Program of Biomedical Engineering, Saint Louis University, St. Louis, MO, 63103, USA.
Department of Chemistry, Saint Louis University, St. Louis, MO, 63103, USA.
Macromol Biosci. 2020 Oct;20(10):e2000085. doi: 10.1002/mabi.202000085. Epub 2020 Jul 30.
Hydrogels, whose degradability can be controlled while also preserving cell viability or biomolecule stability, are in demand. Degradable polyethylene glycol crosslinkers are hydrolytically designed for use in hydrogels. Degradation is controlled by crosslinker chemical structure, such as introducing local hydrophobicity, steric hindrance, or electron-withdrawing moieties near a degradable ester moiety. Hydrogels made using these crosslinkers have gelation times from 1 to 22 min, storage moduli from 3 to 10 kPa, mesh sizes from 10 to 13 nm, and degradation times from 18 h to 16 d. However, when reaction conditions are modified to achieve similar gelation time, hydrogels have similar initial properties but preserve the wide range of degradation times. All crosslinkers support high cell viability upon hydrogel encapsulation or exposure to leachables and degradation products. This innovation in controlling degradation can help realize the hydrogels' potential for drug delivery or as matrices for cell encapsulation and transplantation.
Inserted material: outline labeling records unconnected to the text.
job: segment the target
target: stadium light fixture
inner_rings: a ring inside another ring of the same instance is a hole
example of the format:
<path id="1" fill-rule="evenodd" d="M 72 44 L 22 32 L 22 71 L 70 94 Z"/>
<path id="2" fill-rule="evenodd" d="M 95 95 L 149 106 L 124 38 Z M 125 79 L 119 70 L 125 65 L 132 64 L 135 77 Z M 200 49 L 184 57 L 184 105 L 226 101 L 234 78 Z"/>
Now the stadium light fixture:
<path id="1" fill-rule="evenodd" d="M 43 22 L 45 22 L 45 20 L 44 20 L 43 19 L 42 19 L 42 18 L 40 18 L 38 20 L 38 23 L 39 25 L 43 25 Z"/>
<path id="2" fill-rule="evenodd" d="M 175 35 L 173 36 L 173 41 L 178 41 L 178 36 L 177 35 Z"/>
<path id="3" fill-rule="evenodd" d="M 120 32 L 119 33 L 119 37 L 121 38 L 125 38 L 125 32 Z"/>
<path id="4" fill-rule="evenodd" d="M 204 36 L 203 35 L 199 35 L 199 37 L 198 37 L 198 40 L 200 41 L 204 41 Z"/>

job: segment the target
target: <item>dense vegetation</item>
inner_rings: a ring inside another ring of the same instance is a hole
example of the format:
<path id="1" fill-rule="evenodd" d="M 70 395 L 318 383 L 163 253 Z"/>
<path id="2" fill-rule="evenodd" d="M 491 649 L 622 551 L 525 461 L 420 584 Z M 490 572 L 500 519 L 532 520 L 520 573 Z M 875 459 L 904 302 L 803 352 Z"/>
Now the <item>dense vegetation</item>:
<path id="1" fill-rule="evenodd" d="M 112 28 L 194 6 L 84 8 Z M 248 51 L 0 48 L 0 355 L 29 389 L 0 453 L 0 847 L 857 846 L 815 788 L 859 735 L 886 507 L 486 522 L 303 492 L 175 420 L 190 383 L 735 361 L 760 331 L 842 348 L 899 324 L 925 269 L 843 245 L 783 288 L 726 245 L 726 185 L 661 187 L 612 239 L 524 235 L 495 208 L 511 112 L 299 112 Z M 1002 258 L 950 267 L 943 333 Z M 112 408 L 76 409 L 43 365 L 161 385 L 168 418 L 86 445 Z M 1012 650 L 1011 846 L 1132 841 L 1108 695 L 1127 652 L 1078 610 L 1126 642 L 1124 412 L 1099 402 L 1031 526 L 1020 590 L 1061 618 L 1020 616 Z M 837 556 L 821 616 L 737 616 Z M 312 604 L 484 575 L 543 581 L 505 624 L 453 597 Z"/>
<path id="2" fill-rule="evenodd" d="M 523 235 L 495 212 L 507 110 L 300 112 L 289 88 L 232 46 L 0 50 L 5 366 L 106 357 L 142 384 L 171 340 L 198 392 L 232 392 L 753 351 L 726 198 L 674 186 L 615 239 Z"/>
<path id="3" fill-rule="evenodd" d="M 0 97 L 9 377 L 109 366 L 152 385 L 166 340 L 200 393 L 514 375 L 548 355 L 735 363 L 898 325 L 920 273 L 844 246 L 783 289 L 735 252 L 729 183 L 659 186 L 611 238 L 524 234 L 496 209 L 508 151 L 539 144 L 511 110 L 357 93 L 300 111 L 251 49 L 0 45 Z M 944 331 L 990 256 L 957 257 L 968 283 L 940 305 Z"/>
水凝胶在保持细胞活力或生物分子稳定性的同时,其降解性可以得到控制,因此受到了广泛的关注。可降解的聚乙二醇交联剂是通过水解设计用于水凝胶的。降解是通过交联剂的化学结构来控制的,例如在可降解的酯基附近引入局部疏水性、空间位阻或吸电子基团。使用这些交联剂制备的水凝胶的凝胶时间为 1 至 22 分钟,储存模量为 3 至 10 kPa,网格尺寸为 10 至 13nm,降解时间为 18 小时至 16 天。然而,当反应条件被修改以达到相似的凝胶时间时,水凝胶具有相似的初始性能,但保留了广泛的降解时间。所有的交联剂在水凝胶包封或接触浸出物和降解产物时都能保持高细胞活力。这种控制降解的创新可以帮助实现水凝胶在药物输送或作为细胞包封和移植的基质方面的潜力。